Il avait dû rester une nuit en observation avant de revenir le lendemain dans sa cellule, nettoyée minutieusement par les agents d'entretien pour éliminer le sang. Et il y avait eu une fouille, organisée par Jauris et deux autres gardiens. Ils avaient recherché de fond en comble les moindres objets illégaux qu'Icare aurait à nouveau caché dans sa cellule. Mais à part la lame de rasoir, il n'y avait rien. Alors, si Simon avait râlé que l'on fouille ainsi dans leur intimité, Icare n'avait pas protesté.

Et pourtant, quand Jauris avait empoigné ses précieux bouquins pour les feuilleter en quête d'une autre lame ou substance illicite, Icare s'était retenu d'intervenir. Même quand le surveillant avait souri en remarquant les annotations d'Icare sur les recueils de poésie et même quand il avait regardé d'un œil indiscret le courrier du détenu, Icare s'était fait invisible. Il savait surtout qu'avant de commettre l'irréparable, il avait gravement entravé les règles en tabassant un autre détenu. Et qu'il aurait forcément droit à une réunion chez le directeur du centre de détention pour parler de tout ça.




La porte de la cellule de prison que le jeune homme n'a pas quitté des deux derniers jours hormis pour aller à la bibliothèque s'ouvre soudainement, laissant apercevoir la silhouette démoniaque de Jauris.

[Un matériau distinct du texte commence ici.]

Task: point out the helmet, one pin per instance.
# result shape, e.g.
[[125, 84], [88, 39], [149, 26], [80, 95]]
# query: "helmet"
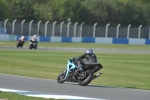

Icare, toujours assis sur le sol, dos à la fenêtre, retient son souffle face au gardien. Il lui ferait peur, lui et ses réactions imprévisibles. Et c'est bien ironique parce que le jeune reconnaît qu'il a des réactions bien pires.

- Debout. Tu es convoqué au bureau du directeur.

Icare défie les prunelles bleues de l'homme. Jauris sourit, amusé par l'air désinvolte de ce jeune prisonnier. Il aime quand il le regarde ainsi, avec insolence. C'est la carapace du prisonnier, il tente de se protéger des autres avec sa fougue indomptable. Icare ne se rend sans doute pas compte qu'ainsi, il ne fait monter que le désir que Jauris ressent pour lui. Il le veut parce qu'Icare lui semble interdit. Il sait que l'homme a toujours été attiré par les vices.